A review of nearly 15,000 contracts shows that two agencies — Immigration and Customs Enforcement, and Citizen and Immigration Services — have spent $7.8 billion on immigration technologies from 263 companies since 2020.
The contracts, most of which were initiated under the Biden administration, included ones for tools that can rapidly prove family relationships with a DNA test to check whether, say, an adult migrant crossing the border with a minor are related. (Families are often treated differently from individuals.) Other systems compare biometrics against criminal records, alert agents to changes in address, follow cars with license plate readers, and rip and analyze data from phones, hard drives and cars.
The contracts, which ranged in size, were for mundane tech like phone services as well as advanced tools from big and small companies.

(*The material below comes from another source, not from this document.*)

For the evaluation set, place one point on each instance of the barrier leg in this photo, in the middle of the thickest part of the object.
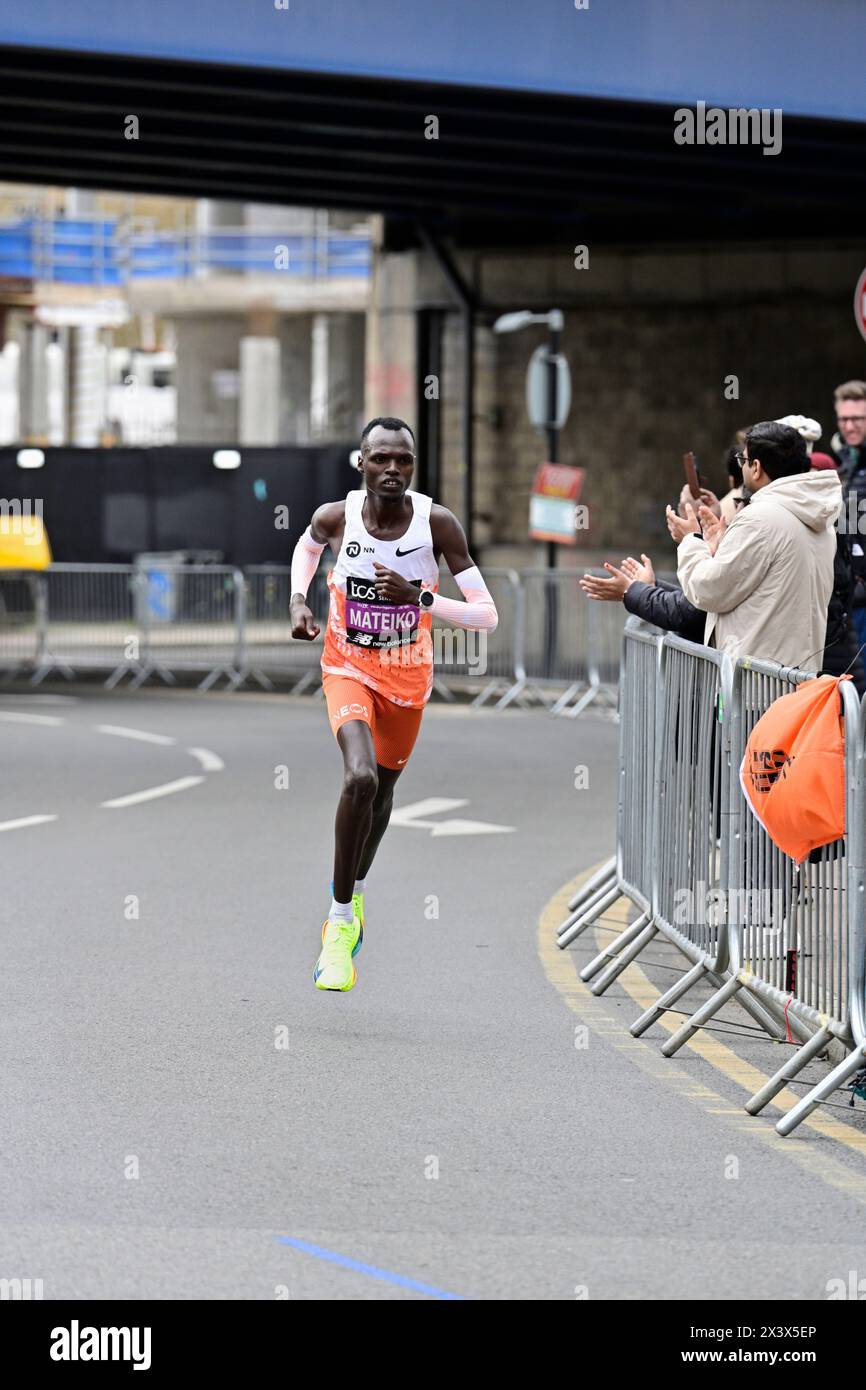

Palantir, the provider of data-analysis tools that was co-founded by the billionaire Peter Thiel, received more than $1 billion over the past four years. Venntel, a provider of location data, had seven contracts with ICE totaling at least $330,000 between 2018 and 2022.
The Biden administration used many of these technologies for immigration enforcement, including in investigations of drug trafficking, human smuggling and transnational gang activity. How Mr. Trump may apply the tools is unknown, especially as the whereabouts of many immigrants are known and the government faces a shortage of officers and facilities to detain people.
But Mr. Trump has already made clear that his immigration agenda is strikingly different from his predecessor’s. This week, he announced a barrage of executive actions to lock down the borders and expel migrants and those seeking asylum.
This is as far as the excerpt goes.